Sunday, January 4, 2009

Here sat Zarathustra


He sat quietly for a long while, and just before getting up and leaving, he said:

O man, take care!
What does the deep midnight declare?
"I was asleep—
From a deep dream I woke and swear:—
The world is deep,
Deeper than day had been aware.
Deep is its woe—
Joy—deeper yet than agony:
Woe implores: Go!
But all joy wants eternity—
Wants deep, wants deep eternity."


Zarathustra's chair was found here.

Design needed a recession. Now it's here.


In August 2007, Icon magazine published an article titled "Why design needs a recession". Well, we are told that recession is here. Presumably, that means a respite from some of the sillier excesses, at least until the next bubble. Will Favela Chic become about truly affordable, recycled style, as opposed to well-off people pretending like they went to Brazil and felt all ironic about poverty? Will yuppie geeks breathless with their own sense of entitlement rethink spending $100,000 on speakers? Will the Financial Times rename its weekend supplement "How to Not Spend It?" 

Will we see a return to common sense for a while? Will designers apply their skills to what people need - sustainable production, recyclable materials, cleaner energy - rather than trying like crazy to come up with new, extravagant things for them to want?
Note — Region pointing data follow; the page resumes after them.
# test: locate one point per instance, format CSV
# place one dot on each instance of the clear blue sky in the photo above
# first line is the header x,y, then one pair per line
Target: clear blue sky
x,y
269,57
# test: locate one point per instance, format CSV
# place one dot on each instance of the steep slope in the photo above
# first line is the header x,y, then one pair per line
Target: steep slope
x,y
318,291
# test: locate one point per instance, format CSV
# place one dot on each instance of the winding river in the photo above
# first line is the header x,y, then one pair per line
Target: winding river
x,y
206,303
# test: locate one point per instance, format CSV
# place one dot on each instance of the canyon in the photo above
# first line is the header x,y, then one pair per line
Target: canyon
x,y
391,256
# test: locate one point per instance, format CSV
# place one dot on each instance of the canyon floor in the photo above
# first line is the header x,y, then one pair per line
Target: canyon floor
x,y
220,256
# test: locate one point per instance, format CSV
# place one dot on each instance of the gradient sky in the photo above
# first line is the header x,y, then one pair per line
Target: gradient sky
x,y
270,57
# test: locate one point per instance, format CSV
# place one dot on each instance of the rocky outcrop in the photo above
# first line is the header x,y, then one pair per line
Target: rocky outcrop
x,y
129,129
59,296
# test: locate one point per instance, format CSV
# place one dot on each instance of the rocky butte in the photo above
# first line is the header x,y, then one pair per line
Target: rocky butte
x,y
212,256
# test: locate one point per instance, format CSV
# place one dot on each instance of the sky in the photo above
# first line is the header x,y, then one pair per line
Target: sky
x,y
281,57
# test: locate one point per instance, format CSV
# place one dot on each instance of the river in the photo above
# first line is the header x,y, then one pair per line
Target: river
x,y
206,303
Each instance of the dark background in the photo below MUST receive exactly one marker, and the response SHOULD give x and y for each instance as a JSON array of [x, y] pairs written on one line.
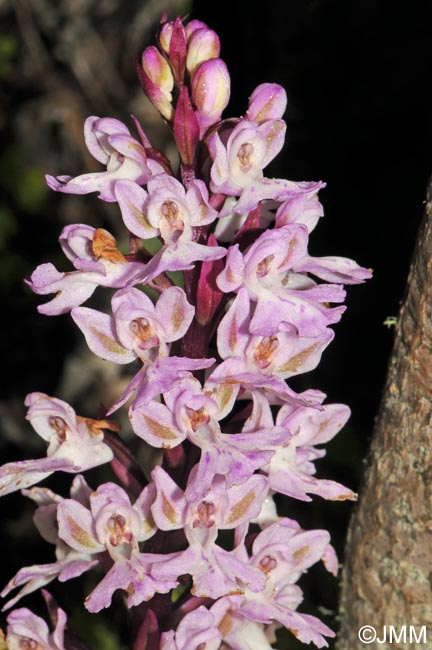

My grandmother would be pleased to see that happen, if she was still here.

Article spotted on Things Magazine.

Friday, January 2, 2009

Secret Blimp Landing Site in Randomville


At this site in Randomville (also known as Emeryville) is where the spies do their blimp pickups and drops at night.

It turns out that the spies are poets, who are much more powerful people than is generally acknowledged. Poetry conspiracies are commonplace all over the world - such as l'affaire neo-concretist in Sweden. 

I can't reveal much, but I will say this: be on the lookout for those notebooks.

Dances With Alarms


Daniel Eatock's work kept being interrupted by hypersensitive Lithuanian car alarms when he was staying and working in Vilnius in 2007. In response, he started going out, waiting for the alarms to turn on, and dancing to the sound. The Myrtle Street Review congratulates Mr. Eatock on his creative response to an environmental irritant, and wishes him nicer things to dance about in 2009.

Thursday, January 1, 2009

Verbal Narcotics


"Using ancient methods and drawing on Chinese herbology, The League of Imaginary Scientists have developed an experimental line of verbal narcotics, a non-invasive alternative to surgery, a cure for the whole person, in a healthful dose of vocabulary. League specialists splice consonants and vowels to create experimental drugs and new words, employing synonyms, acronyms and best of all, anagrams, to recontextualize the human body."

On the website, there is a helpful "diagnose me" button, but it doesn't seem to work. Either that or I am completely healthy. 

To see the video about verbal narcotics, scroll to the "Meta-physical" section at the left of the page.